The low for tonight is 1 and we have a frost warning… so it was time to pick the squash whether they were ready or not. After hauling them back from the garden using a wheelbarrow with a flat tire; cleaning the tops of the kitchen cabinets; cleaning and drying the squash (yes, I know “they” say you shouldn’t clean them, but I did last year and they did just fine, plus many were covered in mud, so I wasn’t having that float around the kitchen for two weeks while they cured); then going back out to pick peppers, eggplant, summer squash, beans, and tomatoes; I am tired.

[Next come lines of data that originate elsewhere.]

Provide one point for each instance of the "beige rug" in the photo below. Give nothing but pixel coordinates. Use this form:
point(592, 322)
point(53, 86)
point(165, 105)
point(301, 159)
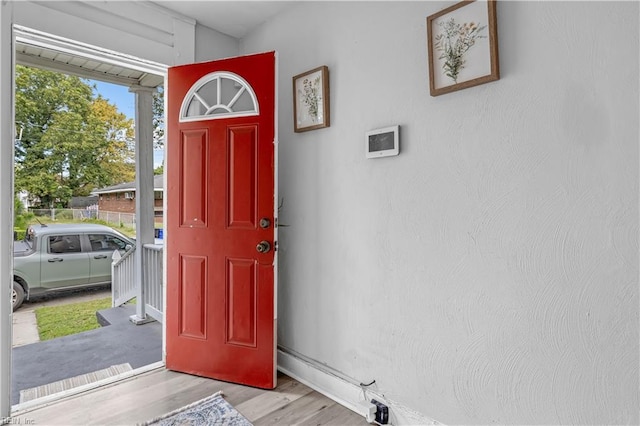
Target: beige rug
point(210, 411)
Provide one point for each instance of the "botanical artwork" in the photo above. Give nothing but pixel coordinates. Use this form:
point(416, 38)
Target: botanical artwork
point(454, 41)
point(463, 46)
point(311, 99)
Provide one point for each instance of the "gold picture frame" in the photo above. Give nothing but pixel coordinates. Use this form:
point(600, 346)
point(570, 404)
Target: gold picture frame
point(462, 41)
point(311, 100)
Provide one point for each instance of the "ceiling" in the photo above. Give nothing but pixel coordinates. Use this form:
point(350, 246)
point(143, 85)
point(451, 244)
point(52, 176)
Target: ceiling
point(234, 18)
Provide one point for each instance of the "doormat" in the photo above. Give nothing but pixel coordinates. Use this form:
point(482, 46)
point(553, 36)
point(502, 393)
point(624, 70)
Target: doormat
point(212, 410)
point(72, 382)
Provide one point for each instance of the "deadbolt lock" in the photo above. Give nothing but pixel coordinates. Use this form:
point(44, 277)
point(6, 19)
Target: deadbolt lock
point(263, 247)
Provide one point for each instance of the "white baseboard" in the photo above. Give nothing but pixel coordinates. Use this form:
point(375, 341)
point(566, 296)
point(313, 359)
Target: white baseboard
point(345, 393)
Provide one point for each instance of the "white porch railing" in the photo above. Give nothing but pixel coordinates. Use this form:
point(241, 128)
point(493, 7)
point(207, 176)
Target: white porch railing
point(153, 290)
point(123, 270)
point(123, 279)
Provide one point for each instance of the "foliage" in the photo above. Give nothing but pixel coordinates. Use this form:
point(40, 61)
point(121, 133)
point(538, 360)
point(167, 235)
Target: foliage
point(455, 40)
point(20, 216)
point(63, 320)
point(158, 119)
point(72, 141)
point(311, 96)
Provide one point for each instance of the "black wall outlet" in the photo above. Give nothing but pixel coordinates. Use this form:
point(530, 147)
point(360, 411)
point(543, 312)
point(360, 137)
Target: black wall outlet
point(382, 412)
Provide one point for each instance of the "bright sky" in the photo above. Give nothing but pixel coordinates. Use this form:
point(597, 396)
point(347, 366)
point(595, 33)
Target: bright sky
point(125, 101)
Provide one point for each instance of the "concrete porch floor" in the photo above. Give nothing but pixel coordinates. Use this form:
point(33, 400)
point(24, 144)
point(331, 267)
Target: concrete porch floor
point(41, 363)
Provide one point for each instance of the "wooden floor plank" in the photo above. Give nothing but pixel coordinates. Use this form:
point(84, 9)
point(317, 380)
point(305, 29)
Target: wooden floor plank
point(149, 395)
point(280, 397)
point(296, 412)
point(336, 415)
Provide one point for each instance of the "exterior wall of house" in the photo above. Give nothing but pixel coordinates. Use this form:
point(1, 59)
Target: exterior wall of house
point(489, 273)
point(117, 202)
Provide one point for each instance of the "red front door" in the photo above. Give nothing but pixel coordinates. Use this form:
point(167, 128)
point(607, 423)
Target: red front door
point(220, 236)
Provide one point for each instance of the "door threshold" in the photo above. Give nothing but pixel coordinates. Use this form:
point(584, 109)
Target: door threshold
point(34, 404)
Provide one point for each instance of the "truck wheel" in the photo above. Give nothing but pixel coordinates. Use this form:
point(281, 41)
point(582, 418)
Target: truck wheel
point(17, 295)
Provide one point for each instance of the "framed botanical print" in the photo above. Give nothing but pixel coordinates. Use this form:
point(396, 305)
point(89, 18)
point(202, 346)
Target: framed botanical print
point(311, 99)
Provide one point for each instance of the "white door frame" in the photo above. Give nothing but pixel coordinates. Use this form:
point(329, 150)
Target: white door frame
point(8, 36)
point(7, 136)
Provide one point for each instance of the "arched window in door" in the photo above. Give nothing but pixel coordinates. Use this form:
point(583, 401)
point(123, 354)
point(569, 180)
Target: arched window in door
point(219, 95)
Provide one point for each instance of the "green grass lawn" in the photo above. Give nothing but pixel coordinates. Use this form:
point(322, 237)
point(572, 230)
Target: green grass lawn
point(63, 320)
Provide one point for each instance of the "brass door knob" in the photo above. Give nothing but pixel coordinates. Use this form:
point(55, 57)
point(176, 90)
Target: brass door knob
point(263, 247)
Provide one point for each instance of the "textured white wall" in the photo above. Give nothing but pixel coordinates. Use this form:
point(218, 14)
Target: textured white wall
point(490, 272)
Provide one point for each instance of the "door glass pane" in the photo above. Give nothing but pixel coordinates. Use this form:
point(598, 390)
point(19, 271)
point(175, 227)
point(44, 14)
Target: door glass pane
point(104, 242)
point(64, 244)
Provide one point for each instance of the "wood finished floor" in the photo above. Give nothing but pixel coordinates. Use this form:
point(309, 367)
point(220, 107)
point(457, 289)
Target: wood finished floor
point(160, 391)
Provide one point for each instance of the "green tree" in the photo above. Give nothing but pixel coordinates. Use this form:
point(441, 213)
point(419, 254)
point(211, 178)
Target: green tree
point(72, 141)
point(158, 118)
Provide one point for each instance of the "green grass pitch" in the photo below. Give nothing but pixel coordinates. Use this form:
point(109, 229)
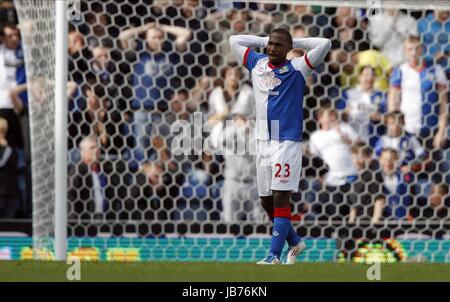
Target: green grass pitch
point(210, 272)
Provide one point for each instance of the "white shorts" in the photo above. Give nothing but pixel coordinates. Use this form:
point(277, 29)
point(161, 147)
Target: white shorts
point(278, 166)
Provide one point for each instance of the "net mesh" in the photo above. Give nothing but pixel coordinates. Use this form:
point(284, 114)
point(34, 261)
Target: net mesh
point(38, 34)
point(139, 69)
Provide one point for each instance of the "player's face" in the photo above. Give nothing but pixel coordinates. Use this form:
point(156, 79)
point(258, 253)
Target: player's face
point(154, 39)
point(388, 162)
point(436, 196)
point(90, 152)
point(11, 38)
point(413, 51)
point(394, 127)
point(101, 56)
point(359, 160)
point(367, 78)
point(278, 48)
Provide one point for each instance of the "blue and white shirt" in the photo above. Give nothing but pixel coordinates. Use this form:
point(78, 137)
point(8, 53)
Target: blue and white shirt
point(407, 146)
point(12, 74)
point(279, 90)
point(419, 96)
point(361, 105)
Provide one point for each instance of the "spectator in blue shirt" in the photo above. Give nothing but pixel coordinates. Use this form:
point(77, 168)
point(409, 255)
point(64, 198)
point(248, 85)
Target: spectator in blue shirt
point(434, 29)
point(397, 186)
point(153, 77)
point(409, 149)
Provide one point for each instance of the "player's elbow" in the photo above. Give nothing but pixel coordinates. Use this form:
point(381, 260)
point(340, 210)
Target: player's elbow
point(327, 45)
point(232, 40)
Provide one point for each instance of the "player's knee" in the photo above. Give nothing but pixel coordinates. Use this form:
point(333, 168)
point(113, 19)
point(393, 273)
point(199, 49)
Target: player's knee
point(282, 199)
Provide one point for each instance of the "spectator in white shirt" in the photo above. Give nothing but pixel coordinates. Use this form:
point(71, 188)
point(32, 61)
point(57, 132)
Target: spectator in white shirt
point(332, 143)
point(230, 97)
point(389, 30)
point(364, 106)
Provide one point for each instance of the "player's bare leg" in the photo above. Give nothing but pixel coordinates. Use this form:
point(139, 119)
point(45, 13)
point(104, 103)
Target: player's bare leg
point(278, 207)
point(296, 245)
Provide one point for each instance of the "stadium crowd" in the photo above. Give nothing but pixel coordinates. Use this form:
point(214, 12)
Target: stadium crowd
point(376, 113)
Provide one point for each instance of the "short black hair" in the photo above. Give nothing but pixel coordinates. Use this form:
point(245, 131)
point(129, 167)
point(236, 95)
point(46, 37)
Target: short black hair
point(283, 32)
point(7, 25)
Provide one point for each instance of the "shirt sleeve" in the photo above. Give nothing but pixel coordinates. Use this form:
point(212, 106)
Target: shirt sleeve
point(217, 101)
point(441, 78)
point(347, 130)
point(313, 149)
point(396, 78)
point(317, 49)
point(416, 147)
point(241, 47)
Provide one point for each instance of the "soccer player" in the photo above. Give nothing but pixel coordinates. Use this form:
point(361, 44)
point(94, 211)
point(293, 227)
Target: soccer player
point(278, 86)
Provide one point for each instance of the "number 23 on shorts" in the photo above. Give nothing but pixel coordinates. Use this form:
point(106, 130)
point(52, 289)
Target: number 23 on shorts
point(282, 170)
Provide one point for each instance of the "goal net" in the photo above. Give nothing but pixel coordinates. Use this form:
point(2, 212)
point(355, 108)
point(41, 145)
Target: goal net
point(154, 92)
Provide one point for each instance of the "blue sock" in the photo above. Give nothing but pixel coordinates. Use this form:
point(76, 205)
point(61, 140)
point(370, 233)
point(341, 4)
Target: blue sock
point(292, 237)
point(280, 231)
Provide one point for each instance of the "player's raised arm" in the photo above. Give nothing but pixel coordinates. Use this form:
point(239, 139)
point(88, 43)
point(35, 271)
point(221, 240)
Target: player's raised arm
point(317, 49)
point(241, 43)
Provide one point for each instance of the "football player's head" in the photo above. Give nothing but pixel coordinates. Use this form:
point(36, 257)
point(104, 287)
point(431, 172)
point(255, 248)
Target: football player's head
point(280, 43)
point(367, 77)
point(395, 121)
point(361, 155)
point(155, 39)
point(389, 161)
point(413, 50)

Oh, and I weighed it all too. Because my curiosity as to how much I brought in today was stronger than my exhaustion with the weighing, photographing, and tracking. Turns out that I have over 80kg of veggies harvested today. Not bad at all!

About 65 kg of it is winter squash, and I’ve already harvested and stored about 10 kg. Plus I have some more volunteer pumpkins/crosses, to harvest and weigh. (They are against south facing rocks, so hopefully they will be alright and not get too frost damaged, I’m sure that they will at least do for thanksgiving decorations this weekend at the very least.)

I’m quite pleased with the squash this year and I plan to plant as many or more next year. I find that it’s a bit of work in terms of weeding early on in the season, but where I got them mulched early, they were pretty much a “plant and pick” crop for me. Yes, they get powdery mildew by late August, but they still seem to hang in there and produce fruit, so I don’t worry about it. Plus, apart from sorting, cleaning, curing and stashing in the basement, they are just about the easiest thing I store for the winter.

With the squash picked, much of the harvesting from the garden is done. This weekend, the weather is supposed to be nice, and I’d like to get the vines and (presumably) frost bitten plants removed. I still have some roots & greens beds which can be row covered for extended harvest, and I have broccoli, rutabaga, florence fennel, onions, carrots, and assorted others which will be harvested in the coming days, but this will likely be the biggest one-day harvest of the year. Within a few weeks the ground will be frozen solid. If I am lucky, I’ll get some lettuce out of the cold frame into December. There is a lot of work to do to before I can put the garden away for the winter, but I shall try to enjoy the work as I know that before too long, reading seed catalogues will have to give me my gardening fix.

Photos
1. Winter squash haul from the main veggie garden.
2. Peppers, eggplants, summer squash, and beans.
3. & 4. ‘Waltham Butternut’ Squashes curing on top of the kitchen cabinets.
5. Spots that were touching the ground are discoloured oddly … I am wondering if this is slug damage? It has been quite wet the past few days, but so far (fingers crossed) they do not seem to be turning into soft spots.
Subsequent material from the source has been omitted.